Design Research and Human-Computer Interaction
Hevner, Alan and Ping Zhang (2011), Design Research and Human-Computer Interaction, AIS Transactions on Human-Computer Interaction, Vol.3, Issue 2.
Posted: 28 Jan 2014
Date Written: 2011
Design Research (DR) creates, builds, and evaluates innovative artifacts such as constructs, models, methods, and instantiations as well as operational information systems. It also investigates approaches, methods, behaviors, and processes related to design. Although the design research paradigm as an engineering approach in Information Systems (IS) research has been actively discussed in recent years (Hevner et al., 2004), comparatively little design related research has made its way into the IS community by means of widely recognized and outstanding publications.

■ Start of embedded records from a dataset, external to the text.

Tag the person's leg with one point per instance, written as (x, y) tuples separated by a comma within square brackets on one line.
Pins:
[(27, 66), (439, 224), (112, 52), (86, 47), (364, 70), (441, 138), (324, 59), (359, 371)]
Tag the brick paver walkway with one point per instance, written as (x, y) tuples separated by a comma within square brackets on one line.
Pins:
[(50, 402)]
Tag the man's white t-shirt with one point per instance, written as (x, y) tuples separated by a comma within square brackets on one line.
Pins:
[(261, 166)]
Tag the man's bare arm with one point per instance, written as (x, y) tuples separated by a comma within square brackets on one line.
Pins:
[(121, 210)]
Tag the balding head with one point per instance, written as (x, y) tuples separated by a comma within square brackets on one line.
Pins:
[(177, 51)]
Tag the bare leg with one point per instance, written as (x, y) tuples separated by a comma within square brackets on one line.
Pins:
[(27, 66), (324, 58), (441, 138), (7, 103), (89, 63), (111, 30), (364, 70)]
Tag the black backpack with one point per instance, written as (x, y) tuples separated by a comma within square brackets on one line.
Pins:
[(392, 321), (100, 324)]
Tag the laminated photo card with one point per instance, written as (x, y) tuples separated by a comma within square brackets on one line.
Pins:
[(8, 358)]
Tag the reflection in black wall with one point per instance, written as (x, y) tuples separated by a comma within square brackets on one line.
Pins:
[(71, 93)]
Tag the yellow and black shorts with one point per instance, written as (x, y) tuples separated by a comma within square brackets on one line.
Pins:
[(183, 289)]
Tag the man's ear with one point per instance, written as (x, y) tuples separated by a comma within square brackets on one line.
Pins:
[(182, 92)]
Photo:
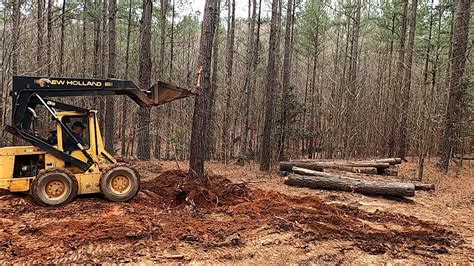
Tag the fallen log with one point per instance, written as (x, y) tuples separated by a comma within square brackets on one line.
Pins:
[(424, 186), (390, 172), (288, 166), (319, 166), (335, 182), (391, 161)]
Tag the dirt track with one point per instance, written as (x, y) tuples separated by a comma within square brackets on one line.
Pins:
[(174, 219)]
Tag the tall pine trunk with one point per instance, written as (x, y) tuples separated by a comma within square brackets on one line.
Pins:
[(110, 102), (407, 84), (144, 77), (200, 127), (458, 61), (266, 141)]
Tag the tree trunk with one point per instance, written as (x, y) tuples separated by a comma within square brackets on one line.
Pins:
[(144, 77), (127, 66), (110, 101), (399, 79), (16, 17), (248, 79), (459, 54), (49, 17), (229, 83), (266, 142), (407, 83), (84, 38), (335, 182), (61, 42), (214, 86), (39, 34), (200, 127), (97, 44)]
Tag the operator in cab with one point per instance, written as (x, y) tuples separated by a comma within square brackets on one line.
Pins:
[(77, 131)]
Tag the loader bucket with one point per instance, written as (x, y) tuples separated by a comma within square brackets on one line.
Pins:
[(163, 92)]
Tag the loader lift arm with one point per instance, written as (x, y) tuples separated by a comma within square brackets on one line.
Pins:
[(29, 92)]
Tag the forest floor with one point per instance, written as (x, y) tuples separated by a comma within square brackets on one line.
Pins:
[(244, 216)]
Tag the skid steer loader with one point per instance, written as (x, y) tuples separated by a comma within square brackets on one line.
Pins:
[(50, 169)]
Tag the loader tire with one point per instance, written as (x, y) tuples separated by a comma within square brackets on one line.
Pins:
[(54, 187), (119, 183)]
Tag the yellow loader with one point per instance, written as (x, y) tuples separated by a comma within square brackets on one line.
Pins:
[(66, 157)]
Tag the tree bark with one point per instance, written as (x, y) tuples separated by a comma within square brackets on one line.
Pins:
[(49, 18), (39, 34), (407, 84), (61, 42), (200, 127), (144, 74), (286, 80), (210, 152), (335, 182), (16, 17), (266, 142), (110, 102), (399, 79), (127, 66), (458, 55), (229, 83)]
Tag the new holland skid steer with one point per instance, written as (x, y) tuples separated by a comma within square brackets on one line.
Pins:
[(53, 173)]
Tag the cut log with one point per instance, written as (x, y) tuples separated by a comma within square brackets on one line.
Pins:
[(335, 182), (319, 166), (390, 172), (391, 161), (424, 186), (288, 166)]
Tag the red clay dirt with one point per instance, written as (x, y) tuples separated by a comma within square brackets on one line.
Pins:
[(176, 218)]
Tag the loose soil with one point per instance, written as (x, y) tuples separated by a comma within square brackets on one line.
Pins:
[(239, 215)]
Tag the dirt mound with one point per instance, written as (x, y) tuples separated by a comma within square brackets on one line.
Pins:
[(172, 209), (176, 188)]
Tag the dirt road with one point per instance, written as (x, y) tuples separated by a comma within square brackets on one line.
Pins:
[(243, 216)]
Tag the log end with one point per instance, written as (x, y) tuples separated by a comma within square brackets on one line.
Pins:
[(286, 167)]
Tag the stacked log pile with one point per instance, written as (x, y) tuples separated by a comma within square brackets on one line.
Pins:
[(352, 176)]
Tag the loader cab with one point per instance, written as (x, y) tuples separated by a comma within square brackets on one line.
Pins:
[(91, 136)]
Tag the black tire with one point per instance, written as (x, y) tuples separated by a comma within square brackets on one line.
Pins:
[(54, 187), (119, 183)]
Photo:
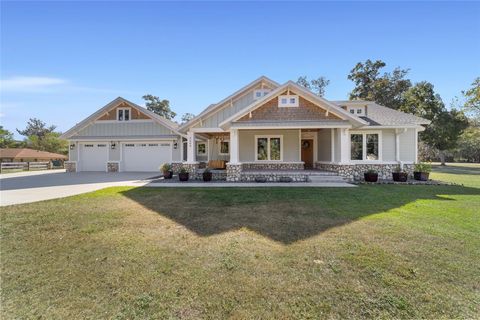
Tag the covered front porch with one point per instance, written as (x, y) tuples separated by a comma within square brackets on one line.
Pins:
[(275, 153)]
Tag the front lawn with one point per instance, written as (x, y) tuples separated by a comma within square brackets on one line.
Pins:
[(386, 251)]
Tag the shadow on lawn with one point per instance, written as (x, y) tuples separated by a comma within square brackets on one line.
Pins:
[(282, 214)]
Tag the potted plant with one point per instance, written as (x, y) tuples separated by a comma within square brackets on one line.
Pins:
[(183, 174), (207, 175), (371, 176), (421, 171), (166, 168), (400, 175)]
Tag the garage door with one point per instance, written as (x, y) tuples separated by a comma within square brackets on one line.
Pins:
[(146, 156), (93, 156)]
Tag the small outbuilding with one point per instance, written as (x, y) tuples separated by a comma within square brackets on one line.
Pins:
[(29, 155)]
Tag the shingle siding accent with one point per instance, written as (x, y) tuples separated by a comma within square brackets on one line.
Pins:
[(305, 111)]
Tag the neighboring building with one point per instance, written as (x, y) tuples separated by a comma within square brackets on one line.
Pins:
[(28, 155), (262, 126)]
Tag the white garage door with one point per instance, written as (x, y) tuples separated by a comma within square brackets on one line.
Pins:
[(146, 156), (93, 156)]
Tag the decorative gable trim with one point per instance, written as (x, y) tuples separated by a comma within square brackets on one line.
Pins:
[(113, 105), (303, 93)]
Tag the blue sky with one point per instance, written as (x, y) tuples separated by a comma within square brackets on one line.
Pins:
[(61, 61)]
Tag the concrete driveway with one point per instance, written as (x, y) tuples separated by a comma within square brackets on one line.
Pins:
[(25, 187)]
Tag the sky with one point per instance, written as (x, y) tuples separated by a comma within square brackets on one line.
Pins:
[(62, 61)]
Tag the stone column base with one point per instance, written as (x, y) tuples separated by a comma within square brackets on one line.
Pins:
[(70, 166), (234, 171), (113, 166)]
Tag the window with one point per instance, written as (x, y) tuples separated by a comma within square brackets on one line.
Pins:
[(257, 94), (201, 149), (224, 147), (288, 101), (365, 146), (268, 148), (123, 114)]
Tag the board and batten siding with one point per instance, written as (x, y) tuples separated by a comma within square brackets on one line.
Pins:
[(126, 129), (324, 145), (227, 110), (291, 144)]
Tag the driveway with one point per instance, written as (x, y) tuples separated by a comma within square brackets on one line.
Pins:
[(25, 187)]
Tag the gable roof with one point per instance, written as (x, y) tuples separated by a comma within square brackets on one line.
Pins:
[(305, 93), (29, 153), (216, 106), (378, 115), (84, 123)]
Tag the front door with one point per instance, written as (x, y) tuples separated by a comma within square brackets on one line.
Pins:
[(307, 153)]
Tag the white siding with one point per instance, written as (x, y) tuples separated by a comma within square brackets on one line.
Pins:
[(120, 129), (388, 145), (407, 146)]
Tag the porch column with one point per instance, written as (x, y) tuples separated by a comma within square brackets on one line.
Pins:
[(191, 147), (234, 146), (344, 145)]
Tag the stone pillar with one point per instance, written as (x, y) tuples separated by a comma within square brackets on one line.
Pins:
[(234, 146), (191, 143), (234, 171)]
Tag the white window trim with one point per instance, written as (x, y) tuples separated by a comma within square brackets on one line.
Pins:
[(288, 104), (206, 149), (129, 114), (263, 92), (364, 146), (220, 148), (268, 147)]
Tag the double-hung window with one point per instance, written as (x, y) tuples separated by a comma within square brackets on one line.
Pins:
[(365, 146), (268, 148), (123, 114)]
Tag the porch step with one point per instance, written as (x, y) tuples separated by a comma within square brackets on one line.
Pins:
[(325, 178)]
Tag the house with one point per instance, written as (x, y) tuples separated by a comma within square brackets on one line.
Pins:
[(262, 126), (28, 155)]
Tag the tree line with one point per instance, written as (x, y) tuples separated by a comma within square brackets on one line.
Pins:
[(454, 133)]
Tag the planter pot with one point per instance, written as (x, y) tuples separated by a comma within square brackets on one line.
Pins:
[(167, 174), (370, 177), (183, 176), (421, 176), (400, 176), (207, 176)]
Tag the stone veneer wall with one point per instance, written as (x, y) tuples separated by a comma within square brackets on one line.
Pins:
[(70, 166), (273, 166), (112, 166), (354, 172), (233, 172)]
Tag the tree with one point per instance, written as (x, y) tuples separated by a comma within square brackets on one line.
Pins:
[(6, 138), (187, 117), (421, 100), (36, 127), (316, 85), (387, 89), (472, 96), (445, 130), (50, 142), (160, 107)]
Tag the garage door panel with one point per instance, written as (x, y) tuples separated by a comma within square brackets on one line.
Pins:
[(93, 156), (146, 156)]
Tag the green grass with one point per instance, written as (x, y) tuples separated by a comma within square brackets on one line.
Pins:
[(386, 251), (467, 174)]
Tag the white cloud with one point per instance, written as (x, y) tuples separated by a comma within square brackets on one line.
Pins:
[(21, 83)]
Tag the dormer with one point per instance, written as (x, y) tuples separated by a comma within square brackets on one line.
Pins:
[(260, 93)]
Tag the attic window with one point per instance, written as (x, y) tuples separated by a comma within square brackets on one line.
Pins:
[(286, 101), (123, 114), (257, 94)]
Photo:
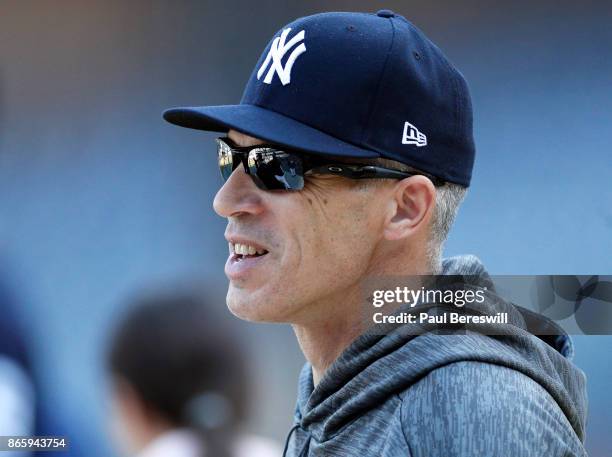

Human-Computer Interaction (HCI) Research is concerned with the ways humans interact with information, technologies, and tasks; especially in business, managerial, organizational, and cultural contexts (Zhang et al., 2002). Despite the realization that it is important for HCI research to focus on all issues that occur along the life-cycles of any information and communication technology (ICT) artifacts, IS scholars have traditionally put less effort into the design and development stage and more effort into the use and impact stage (Zhang and Li, 2005; Zhang et al., 2009).
We contend that the Design Research stream and the HCI research stream are inherently related and highly overlapping, representing different perspectives and approaches toward similar objects: ICT artifacts that humans interact with for various purposes. It is important to encourage active research efforts to make progress and research contributions at the intersection of these two streams. The goal of this special issue is to focus scholars’ attention on this intersection and to provide an opportunity for active researchers in both DR and HCI to showcase their current work using the DR paradigm to address broad HCI issues.